The Swiss central bank pledged to keep defending its six-month old franc ceiling and said deflation still threatens the economy even as growth shows signs of stabilizing.
The Swiss National Bank, led by interim Chairman Thomas Jordan, maintained the franc ceiling at 1.20 francs per euro, as forecast by all 14 economists in a Bloomberg News survey. The Zurich-based central bank said in an e-mailed statement today that it also kept its benchmark interest rate at zero.
Jordan, 49, has gained some room to keep the limit unchanged as the economy regains some strength. Swiss gross domestic product unexpectedly rose in the fourth quarter, investor confidence increased in March and the government today raised its 2012 growth forecast, calling the euro-region’s debt crisis a “considerable” risk.
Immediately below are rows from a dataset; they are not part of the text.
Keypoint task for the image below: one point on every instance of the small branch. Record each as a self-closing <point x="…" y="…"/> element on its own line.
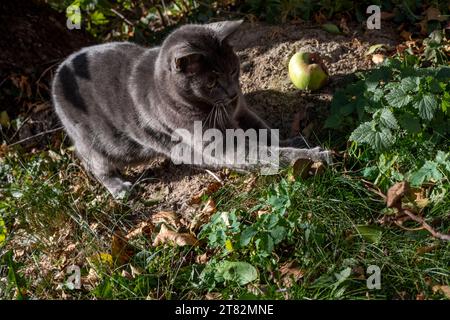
<point x="35" y="136"/>
<point x="426" y="226"/>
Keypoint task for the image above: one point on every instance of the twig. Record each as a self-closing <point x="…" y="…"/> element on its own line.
<point x="214" y="176"/>
<point x="35" y="136"/>
<point x="426" y="226"/>
<point x="117" y="13"/>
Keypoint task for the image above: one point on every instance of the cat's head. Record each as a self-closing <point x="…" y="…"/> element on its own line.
<point x="201" y="64"/>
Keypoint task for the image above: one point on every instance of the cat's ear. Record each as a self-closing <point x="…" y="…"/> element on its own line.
<point x="190" y="63"/>
<point x="225" y="29"/>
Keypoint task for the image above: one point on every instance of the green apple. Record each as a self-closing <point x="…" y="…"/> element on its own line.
<point x="307" y="71"/>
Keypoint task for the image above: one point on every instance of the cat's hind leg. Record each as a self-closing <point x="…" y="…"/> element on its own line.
<point x="105" y="170"/>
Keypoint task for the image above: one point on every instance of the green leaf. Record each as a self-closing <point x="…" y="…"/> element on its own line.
<point x="387" y="119"/>
<point x="2" y="232"/>
<point x="398" y="98"/>
<point x="383" y="139"/>
<point x="364" y="133"/>
<point x="409" y="123"/>
<point x="331" y="28"/>
<point x="427" y="105"/>
<point x="370" y="233"/>
<point x="410" y="83"/>
<point x="247" y="235"/>
<point x="278" y="233"/>
<point x="429" y="171"/>
<point x="236" y="271"/>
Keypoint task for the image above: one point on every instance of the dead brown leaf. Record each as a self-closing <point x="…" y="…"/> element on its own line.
<point x="290" y="274"/>
<point x="395" y="194"/>
<point x="121" y="251"/>
<point x="444" y="289"/>
<point x="168" y="236"/>
<point x="145" y="228"/>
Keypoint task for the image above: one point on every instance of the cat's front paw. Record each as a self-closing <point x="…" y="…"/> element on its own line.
<point x="319" y="154"/>
<point x="119" y="189"/>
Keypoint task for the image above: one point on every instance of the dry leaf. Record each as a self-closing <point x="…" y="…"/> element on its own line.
<point x="418" y="196"/>
<point x="290" y="274"/>
<point x="434" y="14"/>
<point x="343" y="25"/>
<point x="166" y="235"/>
<point x="145" y="228"/>
<point x="209" y="190"/>
<point x="168" y="217"/>
<point x="444" y="289"/>
<point x="121" y="251"/>
<point x="203" y="217"/>
<point x="395" y="194"/>
<point x="301" y="168"/>
<point x="378" y="58"/>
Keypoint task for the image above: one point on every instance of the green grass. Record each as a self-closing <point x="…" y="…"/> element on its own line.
<point x="48" y="203"/>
The SNB reiterated it will defend the cap with the “utmost determination” if needed.
“The SNB stresses risks,” said Caesar Lack, an economist at UBS AG’s Wealth Management Research in Zurich, who used to work at the SNB. “They try not to appear too optimistic in order not to jeopardize the franc ceiling. We think they will keep the cap on hold for the foreseeable future.”
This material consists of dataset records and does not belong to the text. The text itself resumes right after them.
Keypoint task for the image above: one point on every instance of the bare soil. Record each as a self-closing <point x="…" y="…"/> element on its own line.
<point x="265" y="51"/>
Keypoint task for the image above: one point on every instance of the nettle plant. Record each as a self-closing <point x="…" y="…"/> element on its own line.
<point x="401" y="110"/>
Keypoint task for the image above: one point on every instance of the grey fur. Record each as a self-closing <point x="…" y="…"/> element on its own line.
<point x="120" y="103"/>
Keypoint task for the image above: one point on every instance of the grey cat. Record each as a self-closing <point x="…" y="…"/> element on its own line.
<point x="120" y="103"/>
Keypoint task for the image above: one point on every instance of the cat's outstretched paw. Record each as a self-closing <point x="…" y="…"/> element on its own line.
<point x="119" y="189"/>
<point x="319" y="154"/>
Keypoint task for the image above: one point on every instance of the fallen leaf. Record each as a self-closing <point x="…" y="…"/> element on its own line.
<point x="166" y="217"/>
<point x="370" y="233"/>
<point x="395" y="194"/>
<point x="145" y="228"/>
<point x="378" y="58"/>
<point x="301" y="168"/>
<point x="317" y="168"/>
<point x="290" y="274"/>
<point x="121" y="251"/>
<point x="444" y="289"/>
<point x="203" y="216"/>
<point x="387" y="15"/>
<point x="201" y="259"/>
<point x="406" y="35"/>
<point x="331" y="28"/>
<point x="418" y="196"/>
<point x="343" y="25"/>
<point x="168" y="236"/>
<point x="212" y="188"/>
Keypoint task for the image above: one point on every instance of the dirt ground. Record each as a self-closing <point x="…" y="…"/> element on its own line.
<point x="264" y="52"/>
The franc strengthened against the euro after the decision, trading at 1.2109 at 10:56 a.m. in Zurich, little changed on the day. Versus the dollar, it was at 92.72 centimes.
The SNB lowered its inflation projections throughout the entire forecast horizon. It estimates that consumer prices will fall 0.6 percent this year, before inflation returns in 2013 with a rate of 0.3 percent, accelerating to 0.6 percent in 2014. At the December assessment, it forecast prices to drop 0.3 percent this year and increase 0.4 percent next.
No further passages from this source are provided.